Technical changes to auto enrolment regulations: What does that mean for us?

By Louise Mulgrew | 16th March 2015 | 4 min read

From December 2014 to January this year, the government carried out a consultation in order to find ways to simplify regulations surrounding auto enrolment. The main aims were to make the rules easier to understand and implement on the behalf of the employer.

In addition to this, with opt-out rates expected to increase as more and more companies reach their staging date, the feeling is that a more simplified process will help to keep this number as small as possible; currently standing at 12%.

The measures that were up for discussion were intended to further simplify auto enrolment and reduce the burden upon employers for implementation. The aspects included were:

  • Introduce a new measure of quality for the assessment of Defined Benefits (DB) schemes
  • Simplify and reduce the communications requirement on employers
  • Create exceptions to employer duty in certain circumstances

There was also an emphasis on trying to ensure that auto enrolment continues to be beneficial and to continually auto enrol employees that are reaping the benefits of the legislation.

So, what does this mean for us?

The answer to this question depends on who you would define as "us".

From the perspective of the employer, the main aim of the consultation was to try and simplify existing processes for businesses and this came about from different aspects. Firstly, the qualification test for Defined Benefit schemes needed to be kept as simple as possible for it to run alongside the existing requirements. This means that actuarial work required for scheme funding processes can be relied upon for this test as well (Government Response to the consultation of draft regulations, p.8).

In addition to this, the information requirements of employers in terms of passing on information to workers about how auto enrolment legislation will affect them is reduced. It was heavily welcomed by the respondents of the consultation that the aspiration should be three communications. The document states: 

"The move to streamline both the quantity and content of the communications that employers are required to provide has been welcomed. The majority of respondents said that employees will generally still receive the information they need at the right time, although some may receive it earlier than necessary and may place an added onus on them to understand when it applies to them." (Government Response to the consultation of draft regulations, p.14)

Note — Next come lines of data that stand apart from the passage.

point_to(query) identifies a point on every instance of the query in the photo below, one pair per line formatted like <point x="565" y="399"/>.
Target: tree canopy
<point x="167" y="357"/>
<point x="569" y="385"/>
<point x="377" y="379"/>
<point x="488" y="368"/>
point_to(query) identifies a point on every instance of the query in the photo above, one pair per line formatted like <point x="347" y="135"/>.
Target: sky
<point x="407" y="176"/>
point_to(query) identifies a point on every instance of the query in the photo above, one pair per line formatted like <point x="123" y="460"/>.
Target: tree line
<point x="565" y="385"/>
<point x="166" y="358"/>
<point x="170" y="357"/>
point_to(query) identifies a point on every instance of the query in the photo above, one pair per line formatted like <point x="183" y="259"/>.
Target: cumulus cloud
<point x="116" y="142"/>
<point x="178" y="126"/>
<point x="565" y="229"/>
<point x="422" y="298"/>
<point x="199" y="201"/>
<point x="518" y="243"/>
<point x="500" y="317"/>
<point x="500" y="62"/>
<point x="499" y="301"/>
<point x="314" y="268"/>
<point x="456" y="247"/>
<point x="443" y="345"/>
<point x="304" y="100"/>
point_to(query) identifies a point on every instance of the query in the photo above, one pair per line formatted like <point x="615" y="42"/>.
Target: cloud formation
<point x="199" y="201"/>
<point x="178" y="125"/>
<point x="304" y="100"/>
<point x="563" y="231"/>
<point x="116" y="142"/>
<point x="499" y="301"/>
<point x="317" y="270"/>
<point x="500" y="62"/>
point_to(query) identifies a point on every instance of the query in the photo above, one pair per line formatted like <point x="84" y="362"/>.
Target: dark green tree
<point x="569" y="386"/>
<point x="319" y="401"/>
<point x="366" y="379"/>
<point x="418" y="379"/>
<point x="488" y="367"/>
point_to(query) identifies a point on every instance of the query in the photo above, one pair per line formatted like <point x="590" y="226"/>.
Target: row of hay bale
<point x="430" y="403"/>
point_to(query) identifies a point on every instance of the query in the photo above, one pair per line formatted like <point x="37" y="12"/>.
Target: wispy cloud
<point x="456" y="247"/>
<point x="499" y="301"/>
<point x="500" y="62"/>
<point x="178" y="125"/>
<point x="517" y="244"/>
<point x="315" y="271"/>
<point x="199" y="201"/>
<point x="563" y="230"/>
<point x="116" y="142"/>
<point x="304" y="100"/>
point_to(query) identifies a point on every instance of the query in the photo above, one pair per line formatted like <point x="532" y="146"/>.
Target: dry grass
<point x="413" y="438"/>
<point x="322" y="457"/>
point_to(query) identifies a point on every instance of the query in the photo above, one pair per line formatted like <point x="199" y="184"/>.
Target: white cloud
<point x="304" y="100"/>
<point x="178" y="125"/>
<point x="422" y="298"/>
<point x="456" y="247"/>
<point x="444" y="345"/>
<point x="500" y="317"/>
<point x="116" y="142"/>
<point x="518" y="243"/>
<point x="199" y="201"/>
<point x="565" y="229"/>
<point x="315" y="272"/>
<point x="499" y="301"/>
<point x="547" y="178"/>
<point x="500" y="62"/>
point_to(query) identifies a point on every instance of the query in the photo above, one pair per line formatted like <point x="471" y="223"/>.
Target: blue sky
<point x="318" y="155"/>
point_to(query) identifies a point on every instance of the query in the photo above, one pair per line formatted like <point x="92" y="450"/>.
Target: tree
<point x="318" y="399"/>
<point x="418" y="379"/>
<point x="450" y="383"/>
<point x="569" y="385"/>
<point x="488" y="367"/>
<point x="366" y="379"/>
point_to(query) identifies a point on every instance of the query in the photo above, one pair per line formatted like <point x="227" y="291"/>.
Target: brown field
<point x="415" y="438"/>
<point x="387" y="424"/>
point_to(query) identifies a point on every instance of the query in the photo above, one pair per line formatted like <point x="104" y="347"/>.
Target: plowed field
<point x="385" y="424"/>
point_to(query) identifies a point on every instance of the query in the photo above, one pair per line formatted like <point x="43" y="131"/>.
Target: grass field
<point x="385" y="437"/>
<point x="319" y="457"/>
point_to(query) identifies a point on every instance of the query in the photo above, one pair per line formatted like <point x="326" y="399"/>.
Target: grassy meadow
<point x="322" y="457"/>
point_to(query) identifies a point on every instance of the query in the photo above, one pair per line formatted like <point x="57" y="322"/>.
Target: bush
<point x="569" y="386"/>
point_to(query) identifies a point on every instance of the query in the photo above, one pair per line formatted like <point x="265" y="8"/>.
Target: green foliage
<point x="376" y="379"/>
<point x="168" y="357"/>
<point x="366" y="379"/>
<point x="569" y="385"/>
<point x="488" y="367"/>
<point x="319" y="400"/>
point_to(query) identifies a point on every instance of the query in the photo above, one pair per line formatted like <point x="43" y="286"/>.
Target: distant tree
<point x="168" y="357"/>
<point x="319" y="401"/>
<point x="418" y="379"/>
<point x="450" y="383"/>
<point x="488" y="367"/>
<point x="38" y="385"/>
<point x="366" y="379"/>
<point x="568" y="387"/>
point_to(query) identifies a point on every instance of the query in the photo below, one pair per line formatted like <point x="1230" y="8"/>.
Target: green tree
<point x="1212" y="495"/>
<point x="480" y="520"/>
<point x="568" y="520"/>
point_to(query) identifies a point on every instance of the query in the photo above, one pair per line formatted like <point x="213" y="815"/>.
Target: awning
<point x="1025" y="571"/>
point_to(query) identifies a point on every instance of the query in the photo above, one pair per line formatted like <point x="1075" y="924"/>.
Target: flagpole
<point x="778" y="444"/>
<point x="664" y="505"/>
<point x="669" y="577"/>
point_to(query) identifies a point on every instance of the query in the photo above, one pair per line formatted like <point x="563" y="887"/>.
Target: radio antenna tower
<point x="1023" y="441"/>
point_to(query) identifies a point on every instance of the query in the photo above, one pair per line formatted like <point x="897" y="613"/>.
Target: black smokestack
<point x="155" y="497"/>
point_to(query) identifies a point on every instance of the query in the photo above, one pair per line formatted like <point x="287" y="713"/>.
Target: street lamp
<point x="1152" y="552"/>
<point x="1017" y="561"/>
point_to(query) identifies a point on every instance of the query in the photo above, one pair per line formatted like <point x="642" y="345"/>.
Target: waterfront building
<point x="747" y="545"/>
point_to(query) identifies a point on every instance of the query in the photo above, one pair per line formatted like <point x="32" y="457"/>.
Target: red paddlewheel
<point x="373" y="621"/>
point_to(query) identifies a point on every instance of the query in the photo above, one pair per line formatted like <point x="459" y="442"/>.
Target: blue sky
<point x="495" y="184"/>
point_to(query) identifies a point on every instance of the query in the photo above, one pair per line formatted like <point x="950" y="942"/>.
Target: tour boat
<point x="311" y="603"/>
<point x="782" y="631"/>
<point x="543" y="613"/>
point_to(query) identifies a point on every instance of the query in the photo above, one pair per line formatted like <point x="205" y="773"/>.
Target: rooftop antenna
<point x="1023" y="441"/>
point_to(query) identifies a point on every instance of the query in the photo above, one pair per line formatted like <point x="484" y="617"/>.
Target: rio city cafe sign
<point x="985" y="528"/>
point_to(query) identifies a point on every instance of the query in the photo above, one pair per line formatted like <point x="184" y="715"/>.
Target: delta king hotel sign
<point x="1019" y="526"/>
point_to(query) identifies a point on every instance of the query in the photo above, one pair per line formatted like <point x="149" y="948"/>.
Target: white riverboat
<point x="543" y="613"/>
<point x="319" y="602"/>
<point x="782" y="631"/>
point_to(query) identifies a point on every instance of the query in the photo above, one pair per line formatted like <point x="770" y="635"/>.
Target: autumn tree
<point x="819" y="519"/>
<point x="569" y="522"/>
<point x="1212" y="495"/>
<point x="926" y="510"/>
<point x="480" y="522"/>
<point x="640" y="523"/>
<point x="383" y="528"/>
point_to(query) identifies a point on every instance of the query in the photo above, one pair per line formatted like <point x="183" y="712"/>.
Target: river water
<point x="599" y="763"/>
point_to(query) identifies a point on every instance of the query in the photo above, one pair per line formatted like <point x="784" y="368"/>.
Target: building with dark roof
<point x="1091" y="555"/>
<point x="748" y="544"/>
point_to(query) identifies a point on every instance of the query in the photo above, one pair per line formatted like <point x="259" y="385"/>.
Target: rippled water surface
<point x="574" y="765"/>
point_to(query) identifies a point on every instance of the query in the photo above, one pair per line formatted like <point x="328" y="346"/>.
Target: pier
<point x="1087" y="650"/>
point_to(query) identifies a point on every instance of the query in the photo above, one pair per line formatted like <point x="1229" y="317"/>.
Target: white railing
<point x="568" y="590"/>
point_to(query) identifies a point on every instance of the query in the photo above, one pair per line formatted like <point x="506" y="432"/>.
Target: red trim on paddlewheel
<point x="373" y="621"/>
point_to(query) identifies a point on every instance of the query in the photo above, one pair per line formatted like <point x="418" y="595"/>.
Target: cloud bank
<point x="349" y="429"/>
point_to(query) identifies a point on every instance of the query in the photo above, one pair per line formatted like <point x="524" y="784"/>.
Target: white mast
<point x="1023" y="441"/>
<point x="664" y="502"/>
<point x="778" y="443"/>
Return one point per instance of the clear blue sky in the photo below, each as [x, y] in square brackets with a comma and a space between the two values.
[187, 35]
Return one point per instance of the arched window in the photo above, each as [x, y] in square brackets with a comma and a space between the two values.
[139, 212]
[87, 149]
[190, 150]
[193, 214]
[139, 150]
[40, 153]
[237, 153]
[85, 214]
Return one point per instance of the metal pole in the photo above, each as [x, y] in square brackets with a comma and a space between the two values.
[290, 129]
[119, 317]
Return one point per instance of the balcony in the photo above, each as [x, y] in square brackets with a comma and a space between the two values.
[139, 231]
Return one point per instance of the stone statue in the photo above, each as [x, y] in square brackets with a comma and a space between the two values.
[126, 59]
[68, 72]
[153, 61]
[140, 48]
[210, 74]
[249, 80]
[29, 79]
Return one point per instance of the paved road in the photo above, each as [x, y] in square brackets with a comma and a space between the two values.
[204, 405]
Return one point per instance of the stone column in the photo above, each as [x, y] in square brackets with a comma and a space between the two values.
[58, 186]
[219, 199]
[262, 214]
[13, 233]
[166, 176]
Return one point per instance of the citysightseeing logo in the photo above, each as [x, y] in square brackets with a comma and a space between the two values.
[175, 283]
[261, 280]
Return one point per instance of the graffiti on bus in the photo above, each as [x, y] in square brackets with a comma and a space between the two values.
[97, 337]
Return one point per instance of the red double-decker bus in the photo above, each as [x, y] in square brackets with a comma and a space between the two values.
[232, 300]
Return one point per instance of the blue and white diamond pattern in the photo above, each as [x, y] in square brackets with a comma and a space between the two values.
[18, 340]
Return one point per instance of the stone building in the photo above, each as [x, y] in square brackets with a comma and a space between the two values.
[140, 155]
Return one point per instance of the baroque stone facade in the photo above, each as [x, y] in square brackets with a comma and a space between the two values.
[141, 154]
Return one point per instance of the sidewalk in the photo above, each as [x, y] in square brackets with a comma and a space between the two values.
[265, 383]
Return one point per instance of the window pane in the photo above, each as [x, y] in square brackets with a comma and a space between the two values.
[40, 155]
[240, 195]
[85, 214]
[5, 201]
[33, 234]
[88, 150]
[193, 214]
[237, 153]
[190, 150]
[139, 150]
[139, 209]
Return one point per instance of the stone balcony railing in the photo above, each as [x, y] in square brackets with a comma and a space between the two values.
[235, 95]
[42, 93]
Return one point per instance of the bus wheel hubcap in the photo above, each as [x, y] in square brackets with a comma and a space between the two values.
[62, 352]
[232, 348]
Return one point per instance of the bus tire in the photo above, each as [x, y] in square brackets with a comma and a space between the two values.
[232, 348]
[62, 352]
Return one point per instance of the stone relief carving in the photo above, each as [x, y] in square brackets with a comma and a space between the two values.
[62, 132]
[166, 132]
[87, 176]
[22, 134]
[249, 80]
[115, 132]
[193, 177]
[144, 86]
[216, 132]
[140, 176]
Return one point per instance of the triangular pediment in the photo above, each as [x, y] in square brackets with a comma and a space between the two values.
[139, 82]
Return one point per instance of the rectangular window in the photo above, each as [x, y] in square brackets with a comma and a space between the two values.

There was however one respondent that thought that reducing the amount of communications to employees could lead to disengagement and confusion when it came to saving money for their pension.

More information on what parts of the communications have been proposed to be removed can be found in the full consultation document.

Finally, the government have made it extremely clear that the proposed regulation changes are not there to become compulsory and should only be implemented if it is easier and more cost effective to do so. This means that companies can continue using existing processes such as payroll software but now have more freedom to choose what works best for them.

From an employee's perspective then, this means that the amount of information and correspondence in regards to the auto enrolment legislation could be reduced. If a company was to choose to reduce the communications, the employee as a result could feel less bombarded with information and legislative communication. The content of the information will also be simplified, hopefully leading to a greater understanding by the workers.

From a payroll provider's perspective, IRIS endeavour to always provide knowledge and information regarding legislative and regulation changes. Our clients can always be assured that if there were to be any updates, our payroll software and solutions will be updated to reflect this. In the meantime, IRIS provide courses on legislation which will always be the most up to date and is a great place for you to remain knowledgeable about any changes and how they could affect your business.

From an overall, industry perspective, what this means for us is that it appears that the government is trying to make life easier for us. The workplace pension reform was one of the biggest pensions shakeups in modern times and ultimately, it was introduced to increase quality of life for those who may not have been saving enough for their retirements.

Do you think that the government is doing enough to simplify auto enrolment and help people to understand why the legislation is in place? Are the findings from the consultation justified and will your business adopt them?